Jack is Lisa’s ex-husband who cheated on her with her best friend Cindy, to whom he is now married and who is pregnant. He also got another woman pregnant at the same time – I mean pretty much exactly the same time, they give birth on the same day, busy night for Jack – and this leads to some draining shenanigans where both women, unaware of each other, are shopping in the same maternity store, and so on, and on and on.

Lisa and her friends Angela and Kiki travel to Ibiza for Kiki’s bachelorette, where dejected Lisa is cheered up considerably from her divorce funk by the attentions of two anodyne interchangeable men. A truly deranged plotline follows where Angela is sleeping with a guy who turns out to be an escort and who Kiki has for some reason paid to have sex with her friend. Her motivation for this is never explained in any real way, but by this time you don’t care, you are wailing, you are gnashing your teeth, you are begging God to make it stop.

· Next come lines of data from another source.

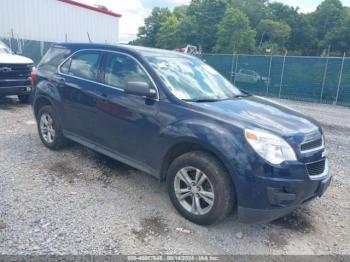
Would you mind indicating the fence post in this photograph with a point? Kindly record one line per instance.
(282, 75)
(232, 65)
(340, 79)
(269, 77)
(324, 77)
(234, 81)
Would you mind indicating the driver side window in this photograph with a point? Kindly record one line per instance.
(121, 69)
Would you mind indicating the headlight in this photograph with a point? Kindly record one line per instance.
(270, 147)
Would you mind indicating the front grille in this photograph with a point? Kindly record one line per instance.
(311, 144)
(15, 71)
(316, 168)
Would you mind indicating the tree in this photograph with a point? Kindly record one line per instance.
(254, 9)
(274, 32)
(147, 35)
(235, 33)
(327, 19)
(168, 35)
(208, 14)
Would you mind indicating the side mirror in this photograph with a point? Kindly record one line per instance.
(140, 89)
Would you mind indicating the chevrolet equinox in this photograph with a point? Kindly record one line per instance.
(176, 118)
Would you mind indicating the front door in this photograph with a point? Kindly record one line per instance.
(80, 75)
(127, 124)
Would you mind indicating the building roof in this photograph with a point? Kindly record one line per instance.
(71, 2)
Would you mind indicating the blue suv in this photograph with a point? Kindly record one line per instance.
(174, 117)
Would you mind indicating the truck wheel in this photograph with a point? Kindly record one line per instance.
(50, 128)
(200, 188)
(24, 99)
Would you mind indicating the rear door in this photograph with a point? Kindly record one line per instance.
(79, 82)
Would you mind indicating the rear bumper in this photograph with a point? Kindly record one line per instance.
(276, 197)
(15, 90)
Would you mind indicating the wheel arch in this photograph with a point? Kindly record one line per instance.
(39, 103)
(188, 145)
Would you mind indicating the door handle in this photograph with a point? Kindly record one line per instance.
(103, 97)
(58, 79)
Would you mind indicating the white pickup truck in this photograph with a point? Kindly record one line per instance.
(15, 71)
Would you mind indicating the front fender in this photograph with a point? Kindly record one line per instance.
(222, 140)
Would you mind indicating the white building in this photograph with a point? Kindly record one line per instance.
(57, 21)
(31, 26)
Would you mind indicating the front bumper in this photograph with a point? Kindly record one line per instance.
(276, 197)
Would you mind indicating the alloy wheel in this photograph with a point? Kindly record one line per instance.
(46, 128)
(194, 190)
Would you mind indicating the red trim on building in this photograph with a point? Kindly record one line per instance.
(91, 8)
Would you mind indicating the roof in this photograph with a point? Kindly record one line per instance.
(71, 2)
(144, 51)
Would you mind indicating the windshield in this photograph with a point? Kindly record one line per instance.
(4, 49)
(188, 78)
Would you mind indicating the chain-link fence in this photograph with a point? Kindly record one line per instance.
(316, 79)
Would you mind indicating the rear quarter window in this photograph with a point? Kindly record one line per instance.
(83, 64)
(53, 58)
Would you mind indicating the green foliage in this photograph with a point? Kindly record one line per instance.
(249, 26)
(147, 35)
(235, 33)
(274, 32)
(168, 35)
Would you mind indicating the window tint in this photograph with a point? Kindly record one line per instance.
(53, 58)
(84, 65)
(121, 69)
(66, 66)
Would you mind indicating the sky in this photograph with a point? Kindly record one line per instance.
(135, 11)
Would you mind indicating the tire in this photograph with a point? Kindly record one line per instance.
(56, 141)
(217, 185)
(24, 99)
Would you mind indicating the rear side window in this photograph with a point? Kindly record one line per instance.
(121, 69)
(83, 65)
(53, 58)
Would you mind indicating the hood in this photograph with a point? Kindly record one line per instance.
(261, 113)
(14, 59)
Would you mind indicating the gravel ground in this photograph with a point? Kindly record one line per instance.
(76, 201)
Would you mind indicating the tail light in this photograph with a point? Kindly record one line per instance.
(33, 77)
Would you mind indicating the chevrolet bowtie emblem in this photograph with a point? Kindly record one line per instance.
(5, 69)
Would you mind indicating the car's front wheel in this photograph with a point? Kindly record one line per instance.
(50, 129)
(200, 188)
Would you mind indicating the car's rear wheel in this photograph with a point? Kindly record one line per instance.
(50, 129)
(24, 99)
(200, 188)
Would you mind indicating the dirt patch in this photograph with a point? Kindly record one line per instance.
(2, 225)
(64, 169)
(296, 221)
(335, 128)
(7, 103)
(277, 240)
(151, 227)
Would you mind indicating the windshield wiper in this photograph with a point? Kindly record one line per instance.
(201, 100)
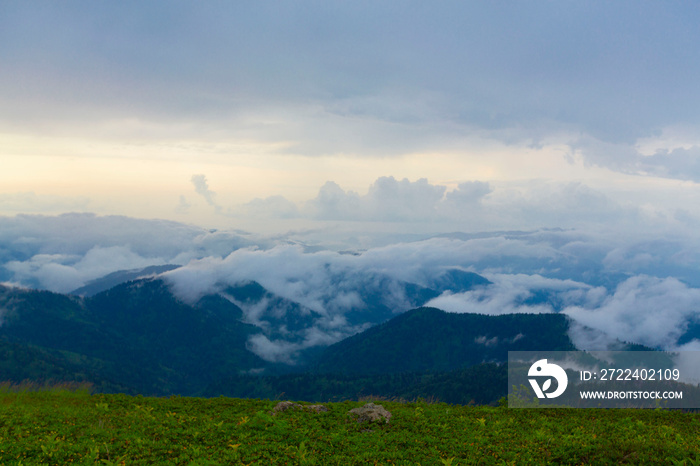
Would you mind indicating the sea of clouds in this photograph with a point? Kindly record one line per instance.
(615, 287)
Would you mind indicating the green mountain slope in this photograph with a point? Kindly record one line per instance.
(428, 339)
(136, 337)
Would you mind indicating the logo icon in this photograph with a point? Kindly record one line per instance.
(542, 368)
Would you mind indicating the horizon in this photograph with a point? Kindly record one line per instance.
(552, 148)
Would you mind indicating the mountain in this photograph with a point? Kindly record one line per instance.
(121, 276)
(428, 339)
(136, 337)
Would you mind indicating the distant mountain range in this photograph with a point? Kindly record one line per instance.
(138, 337)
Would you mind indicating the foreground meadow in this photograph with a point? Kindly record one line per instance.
(61, 426)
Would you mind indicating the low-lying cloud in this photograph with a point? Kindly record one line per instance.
(642, 288)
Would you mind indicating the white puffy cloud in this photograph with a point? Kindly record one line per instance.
(386, 200)
(62, 253)
(202, 188)
(647, 310)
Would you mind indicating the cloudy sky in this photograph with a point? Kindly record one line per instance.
(265, 115)
(546, 145)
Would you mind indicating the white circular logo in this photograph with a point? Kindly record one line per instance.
(547, 371)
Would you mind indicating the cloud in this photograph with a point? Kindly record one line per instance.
(517, 73)
(513, 294)
(60, 253)
(641, 287)
(647, 310)
(681, 163)
(201, 187)
(271, 207)
(387, 200)
(183, 205)
(30, 202)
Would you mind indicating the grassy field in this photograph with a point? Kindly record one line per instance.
(63, 426)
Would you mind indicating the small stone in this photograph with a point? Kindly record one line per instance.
(284, 406)
(317, 408)
(371, 412)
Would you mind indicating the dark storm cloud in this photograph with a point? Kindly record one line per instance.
(372, 78)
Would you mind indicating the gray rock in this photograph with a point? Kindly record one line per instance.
(371, 412)
(287, 405)
(317, 408)
(284, 406)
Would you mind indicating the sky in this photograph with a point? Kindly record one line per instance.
(239, 114)
(139, 133)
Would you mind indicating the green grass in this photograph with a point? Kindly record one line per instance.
(49, 425)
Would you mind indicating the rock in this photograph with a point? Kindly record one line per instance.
(317, 408)
(371, 412)
(286, 405)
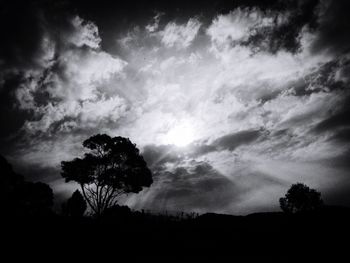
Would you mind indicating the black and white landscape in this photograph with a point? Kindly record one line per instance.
(182, 122)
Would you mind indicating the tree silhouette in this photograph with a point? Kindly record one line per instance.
(300, 198)
(76, 205)
(112, 167)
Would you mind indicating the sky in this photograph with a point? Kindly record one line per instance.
(230, 102)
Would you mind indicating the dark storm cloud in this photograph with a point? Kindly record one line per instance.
(333, 27)
(284, 35)
(338, 119)
(142, 69)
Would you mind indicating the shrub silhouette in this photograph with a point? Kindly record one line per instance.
(76, 205)
(300, 198)
(112, 167)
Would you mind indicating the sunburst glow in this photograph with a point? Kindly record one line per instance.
(180, 135)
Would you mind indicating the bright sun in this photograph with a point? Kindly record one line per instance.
(180, 135)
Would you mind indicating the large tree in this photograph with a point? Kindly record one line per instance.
(300, 198)
(111, 167)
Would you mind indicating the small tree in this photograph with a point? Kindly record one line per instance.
(112, 167)
(76, 205)
(300, 198)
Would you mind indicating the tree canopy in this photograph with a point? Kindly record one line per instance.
(111, 167)
(300, 198)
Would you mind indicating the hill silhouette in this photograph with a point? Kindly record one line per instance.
(124, 232)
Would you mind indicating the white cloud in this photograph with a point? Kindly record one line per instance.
(85, 33)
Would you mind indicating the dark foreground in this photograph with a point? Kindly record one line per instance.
(129, 234)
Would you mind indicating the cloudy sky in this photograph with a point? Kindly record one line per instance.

To compound the general idiocy, lack of chemistry, storyline, authentic characters – anything, really, which one might wish to include in a decent film – there are moments of uncomfortable, ambient unpleasantness.

There is something strange happening with race here – all of the male husbands are people of colour, and their wives all white. One of the wives mistakes a man who is not her husband for her husband, because, it is implied, they are both black. Other passing comments are jarring too, and the male escort plot gets pretty horrid.

Stupid but benign I could take, but nobody should ask for even 90 minutes
of your time and reward you with stupid and hateful.